Bringing out your inner birder

How being raised by proud bird nerd parents gave me an appreciation for the natural world

Credit: E. Winick

My love for nature has always been a major part of my life. Before I could even walk my parents were taking me out on the hiking trails in their backpack and showing me around the base of waterfalls. All of our family vacations were to beautiful parts of nature and were based around hiking destinations, giving me a great appreciation for the natural world.

However, my parents were not ordinary hikers. They were birders.

Me taking photos at Amicolola Falls in Georgia Credit: J. Winick

Now when you picture birders, you probably imagine people walking around with giant cameras, 3 pairs of binoculars and stacks of birding books. Well, you are pretty spot on in the case of my parents. With backpacks stocked with cameras, lenses, books, binoculars, and sunscreen, my family was a full-fledged birding squad ready to listen, spot and identify.

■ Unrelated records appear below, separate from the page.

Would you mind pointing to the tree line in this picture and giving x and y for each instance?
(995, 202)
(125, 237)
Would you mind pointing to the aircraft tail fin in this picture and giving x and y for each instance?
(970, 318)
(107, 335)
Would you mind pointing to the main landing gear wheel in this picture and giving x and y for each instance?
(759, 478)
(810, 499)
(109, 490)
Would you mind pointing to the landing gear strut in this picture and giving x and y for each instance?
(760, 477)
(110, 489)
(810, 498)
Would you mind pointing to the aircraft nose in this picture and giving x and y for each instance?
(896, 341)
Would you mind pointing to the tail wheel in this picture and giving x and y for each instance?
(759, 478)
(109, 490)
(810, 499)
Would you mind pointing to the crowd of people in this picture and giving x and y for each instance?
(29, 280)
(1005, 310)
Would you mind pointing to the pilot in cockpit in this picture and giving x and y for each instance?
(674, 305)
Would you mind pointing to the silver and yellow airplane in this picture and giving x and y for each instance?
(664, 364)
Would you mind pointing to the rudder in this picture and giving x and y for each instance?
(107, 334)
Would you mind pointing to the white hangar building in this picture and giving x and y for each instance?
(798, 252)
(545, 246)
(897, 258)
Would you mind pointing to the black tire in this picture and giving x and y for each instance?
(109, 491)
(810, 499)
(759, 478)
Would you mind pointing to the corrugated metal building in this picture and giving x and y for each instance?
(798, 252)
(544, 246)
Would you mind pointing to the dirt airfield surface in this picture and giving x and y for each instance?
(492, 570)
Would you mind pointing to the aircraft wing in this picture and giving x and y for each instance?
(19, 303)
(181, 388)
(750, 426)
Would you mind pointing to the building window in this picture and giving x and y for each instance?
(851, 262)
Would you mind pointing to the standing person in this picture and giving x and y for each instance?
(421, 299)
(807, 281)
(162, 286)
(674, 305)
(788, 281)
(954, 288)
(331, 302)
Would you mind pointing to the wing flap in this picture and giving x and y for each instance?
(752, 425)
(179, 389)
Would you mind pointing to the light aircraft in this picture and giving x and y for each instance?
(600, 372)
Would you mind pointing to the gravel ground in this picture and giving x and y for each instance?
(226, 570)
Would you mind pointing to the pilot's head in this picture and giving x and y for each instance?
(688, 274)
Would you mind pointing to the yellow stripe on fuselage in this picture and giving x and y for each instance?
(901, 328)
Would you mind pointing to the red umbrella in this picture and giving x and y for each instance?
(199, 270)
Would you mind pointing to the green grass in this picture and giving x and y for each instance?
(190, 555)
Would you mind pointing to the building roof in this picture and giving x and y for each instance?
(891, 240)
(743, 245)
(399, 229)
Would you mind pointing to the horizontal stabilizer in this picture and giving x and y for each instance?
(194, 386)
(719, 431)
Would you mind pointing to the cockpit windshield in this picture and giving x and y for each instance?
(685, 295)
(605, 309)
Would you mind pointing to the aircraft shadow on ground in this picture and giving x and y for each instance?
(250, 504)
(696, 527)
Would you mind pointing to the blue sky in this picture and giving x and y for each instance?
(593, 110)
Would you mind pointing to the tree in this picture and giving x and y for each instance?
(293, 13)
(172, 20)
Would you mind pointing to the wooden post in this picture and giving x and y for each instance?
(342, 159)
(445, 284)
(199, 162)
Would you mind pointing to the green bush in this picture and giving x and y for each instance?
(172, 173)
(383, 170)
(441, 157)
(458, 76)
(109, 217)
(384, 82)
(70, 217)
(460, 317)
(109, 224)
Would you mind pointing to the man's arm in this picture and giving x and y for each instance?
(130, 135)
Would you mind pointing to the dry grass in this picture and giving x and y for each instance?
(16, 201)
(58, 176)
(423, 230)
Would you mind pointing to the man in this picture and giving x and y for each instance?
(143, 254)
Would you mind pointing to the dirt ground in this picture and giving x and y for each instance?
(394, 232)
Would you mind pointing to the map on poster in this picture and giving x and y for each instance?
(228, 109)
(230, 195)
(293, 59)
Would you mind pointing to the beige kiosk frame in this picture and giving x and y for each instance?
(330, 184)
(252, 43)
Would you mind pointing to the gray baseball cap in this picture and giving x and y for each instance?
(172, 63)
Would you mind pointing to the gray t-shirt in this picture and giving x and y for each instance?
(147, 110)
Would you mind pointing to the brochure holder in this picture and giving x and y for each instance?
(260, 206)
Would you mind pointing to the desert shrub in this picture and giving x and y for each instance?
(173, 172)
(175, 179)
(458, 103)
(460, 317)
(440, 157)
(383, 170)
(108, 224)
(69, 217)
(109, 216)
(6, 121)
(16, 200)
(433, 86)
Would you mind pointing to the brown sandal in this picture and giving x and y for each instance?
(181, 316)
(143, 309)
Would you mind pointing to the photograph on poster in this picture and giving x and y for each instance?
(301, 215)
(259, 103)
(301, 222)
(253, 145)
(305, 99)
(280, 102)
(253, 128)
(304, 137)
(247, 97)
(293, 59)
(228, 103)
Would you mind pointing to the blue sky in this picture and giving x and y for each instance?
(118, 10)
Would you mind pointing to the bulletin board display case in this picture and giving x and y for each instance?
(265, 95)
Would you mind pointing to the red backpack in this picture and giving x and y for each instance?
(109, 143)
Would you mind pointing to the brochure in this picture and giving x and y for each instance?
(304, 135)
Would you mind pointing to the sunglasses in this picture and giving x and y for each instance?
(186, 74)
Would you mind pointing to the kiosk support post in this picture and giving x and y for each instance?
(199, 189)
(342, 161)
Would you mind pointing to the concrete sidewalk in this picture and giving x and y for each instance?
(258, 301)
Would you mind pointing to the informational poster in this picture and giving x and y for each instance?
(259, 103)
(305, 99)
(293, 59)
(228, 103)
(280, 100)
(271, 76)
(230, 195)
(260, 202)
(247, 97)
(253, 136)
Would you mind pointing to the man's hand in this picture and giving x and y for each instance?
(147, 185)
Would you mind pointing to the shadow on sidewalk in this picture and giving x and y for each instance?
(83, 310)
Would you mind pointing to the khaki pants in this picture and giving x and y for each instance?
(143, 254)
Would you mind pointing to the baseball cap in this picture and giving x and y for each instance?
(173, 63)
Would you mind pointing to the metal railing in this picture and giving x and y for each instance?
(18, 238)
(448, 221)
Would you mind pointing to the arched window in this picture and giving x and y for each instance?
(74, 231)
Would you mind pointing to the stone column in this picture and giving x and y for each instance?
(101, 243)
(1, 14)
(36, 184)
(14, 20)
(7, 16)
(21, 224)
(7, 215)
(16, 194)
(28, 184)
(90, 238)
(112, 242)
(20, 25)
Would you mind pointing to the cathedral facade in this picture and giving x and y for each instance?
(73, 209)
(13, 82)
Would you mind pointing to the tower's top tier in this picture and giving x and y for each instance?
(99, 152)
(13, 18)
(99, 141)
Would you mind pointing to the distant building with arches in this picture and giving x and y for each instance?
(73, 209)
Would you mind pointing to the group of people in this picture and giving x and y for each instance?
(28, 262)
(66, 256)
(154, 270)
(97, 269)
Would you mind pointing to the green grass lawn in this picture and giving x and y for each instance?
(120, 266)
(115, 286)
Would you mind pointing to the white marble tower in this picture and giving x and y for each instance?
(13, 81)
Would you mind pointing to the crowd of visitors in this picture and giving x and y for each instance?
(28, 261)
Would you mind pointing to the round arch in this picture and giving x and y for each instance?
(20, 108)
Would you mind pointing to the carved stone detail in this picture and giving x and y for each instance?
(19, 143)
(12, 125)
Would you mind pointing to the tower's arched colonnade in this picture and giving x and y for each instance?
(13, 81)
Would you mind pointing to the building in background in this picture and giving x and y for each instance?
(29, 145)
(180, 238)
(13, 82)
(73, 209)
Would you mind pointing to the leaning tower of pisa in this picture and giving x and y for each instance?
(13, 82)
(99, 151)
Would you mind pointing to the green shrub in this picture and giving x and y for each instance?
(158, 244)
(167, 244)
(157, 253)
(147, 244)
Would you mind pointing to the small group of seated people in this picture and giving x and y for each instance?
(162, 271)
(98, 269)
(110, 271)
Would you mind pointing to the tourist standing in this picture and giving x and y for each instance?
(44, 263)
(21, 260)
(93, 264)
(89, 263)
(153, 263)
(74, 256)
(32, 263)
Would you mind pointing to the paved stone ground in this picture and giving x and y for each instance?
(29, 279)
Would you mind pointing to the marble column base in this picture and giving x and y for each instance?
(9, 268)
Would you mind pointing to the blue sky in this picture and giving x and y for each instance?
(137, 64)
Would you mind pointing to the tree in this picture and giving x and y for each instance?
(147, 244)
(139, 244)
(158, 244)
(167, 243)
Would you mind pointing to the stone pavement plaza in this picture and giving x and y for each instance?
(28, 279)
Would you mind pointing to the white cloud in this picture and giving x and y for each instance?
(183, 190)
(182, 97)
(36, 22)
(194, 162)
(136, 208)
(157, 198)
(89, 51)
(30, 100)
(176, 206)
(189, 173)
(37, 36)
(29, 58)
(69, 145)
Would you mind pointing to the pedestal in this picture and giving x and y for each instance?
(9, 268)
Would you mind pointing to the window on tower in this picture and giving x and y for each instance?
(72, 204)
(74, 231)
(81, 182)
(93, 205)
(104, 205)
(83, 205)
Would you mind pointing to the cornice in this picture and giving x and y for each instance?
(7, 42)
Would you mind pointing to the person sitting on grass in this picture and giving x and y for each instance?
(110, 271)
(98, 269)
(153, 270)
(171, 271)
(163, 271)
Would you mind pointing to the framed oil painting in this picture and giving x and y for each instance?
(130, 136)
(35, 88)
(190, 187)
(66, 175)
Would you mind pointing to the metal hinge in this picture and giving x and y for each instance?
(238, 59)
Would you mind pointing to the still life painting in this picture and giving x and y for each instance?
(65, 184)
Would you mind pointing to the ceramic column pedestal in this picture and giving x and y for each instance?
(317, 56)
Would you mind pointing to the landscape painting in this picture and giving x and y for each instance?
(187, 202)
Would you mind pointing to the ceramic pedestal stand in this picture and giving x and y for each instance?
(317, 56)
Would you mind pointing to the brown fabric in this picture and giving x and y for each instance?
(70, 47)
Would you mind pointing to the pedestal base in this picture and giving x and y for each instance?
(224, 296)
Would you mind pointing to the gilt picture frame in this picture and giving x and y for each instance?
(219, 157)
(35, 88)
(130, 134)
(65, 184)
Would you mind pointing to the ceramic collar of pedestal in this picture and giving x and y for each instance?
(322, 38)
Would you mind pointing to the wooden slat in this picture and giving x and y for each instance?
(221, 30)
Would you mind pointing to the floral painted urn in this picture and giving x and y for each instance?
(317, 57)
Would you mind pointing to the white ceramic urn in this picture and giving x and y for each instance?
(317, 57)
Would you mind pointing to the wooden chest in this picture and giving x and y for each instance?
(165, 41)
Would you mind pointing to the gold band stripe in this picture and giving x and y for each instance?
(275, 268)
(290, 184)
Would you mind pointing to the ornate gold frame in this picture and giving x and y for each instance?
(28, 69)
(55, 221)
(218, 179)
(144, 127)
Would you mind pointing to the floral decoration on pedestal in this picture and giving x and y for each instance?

Growing up my perception of hiking was not walking 12 miles to make it to a scenic overlook. It was taking all day for a 3 mile trail and stopping every few feet when we heard a bird call to try to identify, spot and take a picture of it. Sure we appreciated the great destinations, but the majority of our trip was spent looking up into the trees, not looking out over moutnain vistas. We would all hear a sound and our gaze would shoot up into the trees until we could spot its source. We would use binoculars to carefully identify primary features of the bird and pull out our Peterson’s bird books that had survived many a drop in the dirt and the river. Finally my dad and I would work to get the perfect lighting for our photographs. Thank goodness we moved from film to digital photography so we did not have lug around tons of rolls of film on all of our hikes any more and worry about saving that last set of photos for a potential Bald Eagle we might come across.

Credit: E. Winick

I think that part of my interest in and appreciation of science beyond the field of engineering, which I studied in college, is rooted in my adventures in nature as a child. I gained an appreciation for observing and recording the natural world around me, as well as the joy of discovery when we spotted a bird we had never seen before. Birding definitely teaches you a unique patience, love of nature, and appreciation for data collection and recording keeping.

My mom and I going for a hike when I wa in middle school Credit: E. Winick

If you are not a birder yourself, I would recommend going hiking with a loud and proud birder. You will get a lot of excitement added to your hikes because of all the wildlife you will see. Instead of seeing one deer and a few squirrels, you will come away from you hike with a long list of wildlife sightings you would have otherwise walked past! Don’t be afraid to bird nerd out over spotting a Rufous-Sided Towhee in the brush or a Swallow-Tailed Kite flying overhead.

You might not cover as much distance on your hike, but for me distance has never been what hiking is about. My birder parents instilled in me that hiking is about getting out in nature and appreciating everything is has to offer, even its small feathered friends flying overhead.